In 2020, in the midst of the confinement because of the Coronavirus, and when Uribe’s pupil–Iván Duque—was the Head of State, the Supreme Court’s Instruction Branch ordered the then-Senator arrested to keep him from slowing down its investigation. While the ex-President was in custody a wave of reactions broke out in the country, especially because it had to do with the most charismatic figure in right wing politics. At the recommendation of his attorneys, Uribe resigned his Senate seat, thus losing his senatorial privilege, and the file was transferred to the prosecutors in the Attorney General’s Office. The idea was to get preferential treatment, since that Office was headed by Francisco Barbosa, a close friend of Duque’s. The then-Attorney General assigned the case to a subordinate who went to court with a motion to dismiss, arguing that there was insufficient evidence to file any criminal charge against the ex-President. Motion denied. That attempt was repeated two more times until, in January, the case went back to prosecutor Gilberto Villareal. Barbosa’s term as Attorney General was near its end, and Villareal took the path of filing charges, which was approved last Friday by Judge Heredía.

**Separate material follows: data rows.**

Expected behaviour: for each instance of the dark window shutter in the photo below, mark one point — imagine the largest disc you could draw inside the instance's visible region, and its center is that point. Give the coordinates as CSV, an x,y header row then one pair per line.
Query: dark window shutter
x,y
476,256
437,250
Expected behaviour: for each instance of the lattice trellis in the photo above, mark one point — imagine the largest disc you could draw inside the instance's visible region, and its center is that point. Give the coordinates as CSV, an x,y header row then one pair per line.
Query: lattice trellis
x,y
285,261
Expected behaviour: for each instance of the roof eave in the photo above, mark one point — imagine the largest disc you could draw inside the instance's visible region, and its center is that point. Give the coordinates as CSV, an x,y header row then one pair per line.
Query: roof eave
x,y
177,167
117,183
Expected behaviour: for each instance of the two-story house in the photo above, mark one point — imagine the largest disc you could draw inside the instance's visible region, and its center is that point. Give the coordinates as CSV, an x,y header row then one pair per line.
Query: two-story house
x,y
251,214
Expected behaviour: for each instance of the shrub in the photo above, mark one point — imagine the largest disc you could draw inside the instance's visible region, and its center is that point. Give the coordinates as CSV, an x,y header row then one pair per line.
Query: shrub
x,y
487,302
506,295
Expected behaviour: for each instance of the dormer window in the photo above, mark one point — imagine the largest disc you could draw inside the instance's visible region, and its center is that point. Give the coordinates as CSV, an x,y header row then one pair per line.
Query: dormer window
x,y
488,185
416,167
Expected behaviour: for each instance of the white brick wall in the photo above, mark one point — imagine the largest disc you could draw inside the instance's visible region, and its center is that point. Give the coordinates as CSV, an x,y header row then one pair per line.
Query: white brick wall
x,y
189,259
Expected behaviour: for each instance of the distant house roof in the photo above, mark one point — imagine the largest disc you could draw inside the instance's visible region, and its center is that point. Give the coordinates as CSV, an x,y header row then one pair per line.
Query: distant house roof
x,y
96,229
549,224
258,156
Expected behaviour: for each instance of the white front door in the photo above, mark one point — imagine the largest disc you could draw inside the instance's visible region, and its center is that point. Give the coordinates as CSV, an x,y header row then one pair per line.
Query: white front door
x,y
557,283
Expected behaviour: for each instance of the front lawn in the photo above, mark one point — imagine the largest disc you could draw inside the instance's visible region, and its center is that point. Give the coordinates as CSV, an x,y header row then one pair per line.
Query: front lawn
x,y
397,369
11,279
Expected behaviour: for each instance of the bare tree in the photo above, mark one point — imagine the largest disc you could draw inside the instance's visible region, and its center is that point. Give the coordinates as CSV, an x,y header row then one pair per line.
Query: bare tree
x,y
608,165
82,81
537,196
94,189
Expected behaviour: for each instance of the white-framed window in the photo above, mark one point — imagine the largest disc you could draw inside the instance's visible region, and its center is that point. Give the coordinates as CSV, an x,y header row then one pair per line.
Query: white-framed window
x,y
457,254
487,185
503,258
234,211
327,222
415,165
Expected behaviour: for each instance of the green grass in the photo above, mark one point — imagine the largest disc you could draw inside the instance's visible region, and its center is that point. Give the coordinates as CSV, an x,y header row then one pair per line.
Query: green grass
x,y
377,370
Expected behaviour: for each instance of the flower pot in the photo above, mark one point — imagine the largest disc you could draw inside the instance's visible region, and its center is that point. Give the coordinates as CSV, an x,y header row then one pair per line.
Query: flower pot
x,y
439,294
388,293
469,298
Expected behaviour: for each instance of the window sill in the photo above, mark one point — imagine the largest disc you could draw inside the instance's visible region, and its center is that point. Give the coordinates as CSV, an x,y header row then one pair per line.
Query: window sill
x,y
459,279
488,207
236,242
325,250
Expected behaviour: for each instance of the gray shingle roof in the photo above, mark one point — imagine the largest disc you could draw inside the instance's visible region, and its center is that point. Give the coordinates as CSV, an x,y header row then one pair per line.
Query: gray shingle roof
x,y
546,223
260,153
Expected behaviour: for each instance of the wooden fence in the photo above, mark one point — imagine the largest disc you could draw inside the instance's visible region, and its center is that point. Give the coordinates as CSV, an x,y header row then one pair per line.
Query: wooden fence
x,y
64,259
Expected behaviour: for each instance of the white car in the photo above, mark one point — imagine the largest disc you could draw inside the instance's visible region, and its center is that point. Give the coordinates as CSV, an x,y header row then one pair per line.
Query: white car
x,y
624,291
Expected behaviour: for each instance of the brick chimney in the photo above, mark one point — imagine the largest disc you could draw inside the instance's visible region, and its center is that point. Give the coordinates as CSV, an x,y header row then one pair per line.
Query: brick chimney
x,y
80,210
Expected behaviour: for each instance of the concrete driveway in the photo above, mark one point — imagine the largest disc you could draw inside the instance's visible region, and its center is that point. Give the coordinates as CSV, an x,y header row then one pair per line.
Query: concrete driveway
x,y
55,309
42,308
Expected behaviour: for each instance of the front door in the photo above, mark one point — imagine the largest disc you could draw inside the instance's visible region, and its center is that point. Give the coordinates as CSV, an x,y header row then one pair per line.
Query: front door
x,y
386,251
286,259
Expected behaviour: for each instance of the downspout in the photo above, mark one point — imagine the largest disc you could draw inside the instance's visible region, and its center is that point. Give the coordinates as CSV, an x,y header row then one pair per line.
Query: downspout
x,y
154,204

The proceeding commenced on May 17. The main thing that was new was an addition to the criminal complaint. Besides charging the ex-President with bribery in a criminal proceeding and procedural fraud, Villareal added the crime of bribery. In his judgment there was sufficient evidence to believe that Attorney Diego Cadena, following Uribe’s orders, also offered to accuse the former Attorney Generals Eduardo Montealegre and Jorge Perdomo of trying to show a relationship between the ex-President’s brother Santiago and paramilitary groups. The incorporation of this third crime was used as an argument by Jaime Granados, Uribe’s defense counsel to request dismissal of the case, claiming a violation of due process. After ten hours of hearing, Judge Heredía ordered the rest of the hearing to be set over for a week.
The hearing continued on Friday, May 24. In the meantime, the ex-President had broken his truce with President Gustavo Petro, who had been his political nemesis for decades. Although the outcome of this collision remains to be seen, the outcome of the hearing was clear; it was not in favor of the leader of the Democratic Center Party. The judge rejected Granados’s motion to dismiss it in its entirety, which opens the door for the commencement of the trial. Nevertheless, the lawyer fired his last shot when he filed a petition for error (appeal) with the Superior Tribunal of Bogotá, the link in the hierarchy which is superior to the Judge, the one that could decide whether he has any recourse against the Judge’s denial of his motion to dismiss the case.
The Judge identified Montealegre, Perdomo, Iván Cepeda, and Deyanira Gómez, the wife of Juan Guillermo Monsalve, the star witness in the case, as victims. The defense also appealed that determination. “The charge against Sr. Álvaro Uribe is appropriately formulated, and right now his status is that of a defendant, so we have reached the stage of discovery of evidence,” stated Heredía. Now it’s up to the prosecutors to explain the evidence they propose to offer at trial. After years of uncertainty, the judicial process against Uribe is off to its formal start.